Nothing life or death, but I attempted to do a 5 day expedition across north yorkshire.
On the first day I broke my thumb in two places in the morning when I fell over (I won't go into details but my friend was laughing

) but we decided to carry on without getting any medical attention. I just wraped a bandage around it and carried on (which I later regret, my thumb causes me problems ever since).
And with only a one man tarp between 2 people, no rollmat, and a small 1-2 season sleeping bag. Needless to say it rained heavy practically none stop. My water proofs was no longer being water proof after the first day, all my clothes was soaked through, I didn't have a warm meal or hot drink for the entire expedition.
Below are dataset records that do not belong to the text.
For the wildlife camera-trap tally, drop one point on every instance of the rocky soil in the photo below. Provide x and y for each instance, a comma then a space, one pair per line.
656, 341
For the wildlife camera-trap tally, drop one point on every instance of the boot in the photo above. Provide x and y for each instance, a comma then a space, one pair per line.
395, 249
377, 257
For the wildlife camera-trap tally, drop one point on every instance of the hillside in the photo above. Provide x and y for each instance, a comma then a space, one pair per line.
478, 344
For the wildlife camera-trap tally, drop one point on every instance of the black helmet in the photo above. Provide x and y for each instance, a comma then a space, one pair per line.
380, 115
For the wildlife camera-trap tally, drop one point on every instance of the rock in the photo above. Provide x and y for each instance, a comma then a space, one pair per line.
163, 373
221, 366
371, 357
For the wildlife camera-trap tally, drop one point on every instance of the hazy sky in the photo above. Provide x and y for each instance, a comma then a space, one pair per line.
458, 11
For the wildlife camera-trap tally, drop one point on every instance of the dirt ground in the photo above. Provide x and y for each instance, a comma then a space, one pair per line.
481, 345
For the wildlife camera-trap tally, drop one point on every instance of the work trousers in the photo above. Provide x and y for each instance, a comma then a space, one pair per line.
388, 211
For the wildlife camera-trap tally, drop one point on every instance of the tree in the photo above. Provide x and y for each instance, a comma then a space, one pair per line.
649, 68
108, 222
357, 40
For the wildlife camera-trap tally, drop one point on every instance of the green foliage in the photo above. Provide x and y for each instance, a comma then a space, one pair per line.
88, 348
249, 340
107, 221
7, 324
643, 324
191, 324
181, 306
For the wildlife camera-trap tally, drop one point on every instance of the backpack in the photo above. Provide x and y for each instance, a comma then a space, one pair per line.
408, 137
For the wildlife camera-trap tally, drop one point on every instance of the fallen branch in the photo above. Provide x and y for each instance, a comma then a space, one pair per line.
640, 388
Needless to say, after the 5th day when we arrived at the end, both of us was suffering from hypothermia, and nearly was hospitalised by that alone, both of us had trench foot, my friends was the worse case the doctors had ever seen. Dehydration was pretty bad aswell, since us feeling all cold and miserable, we didn't drink enough water. I think only about 2-3ltrs for 5 days of solid walking so that made us feel pretty bad. I got a metal rod as thick as pencil led stuck about a couple of inchs into my thigh one night when walking in the dark, but since it didnt peice my trousers because it was blunt I couldnt pull it out by my self my friend had to give it a really hard tug. My trousers was both badly torn at the knees where I fell on some rocks, taking alot of skin with it causing some deep cuts that took a year or two for the scares to heal. And a load of other minor injuries.
But the main thing that I found the hardest was sleep deprevation, we found it impossible to sleep. Near the end I was beginning to halucinate and act all trance like while my friend kept crashing and blacking out while we was trying to build a shelter one night.
We both looked like an absolute mess when we finaly got back to civilisation. But we did the entire expedition of 120 miles on time.
It was such a hard lesson for bushcrafting beginners, most of it was entirely avoidable with the right experience and understanding. But you can't say we didn't learn ALOT from it. Ray Mear's TV shows never really helped us when it came to it ;-)
Oh and 2 years ago I was nearly caught up in a car bomb in Sri-lanker when it detonated 50 meters ahead on a street I was walking. But that's not really a bushcraft survival story.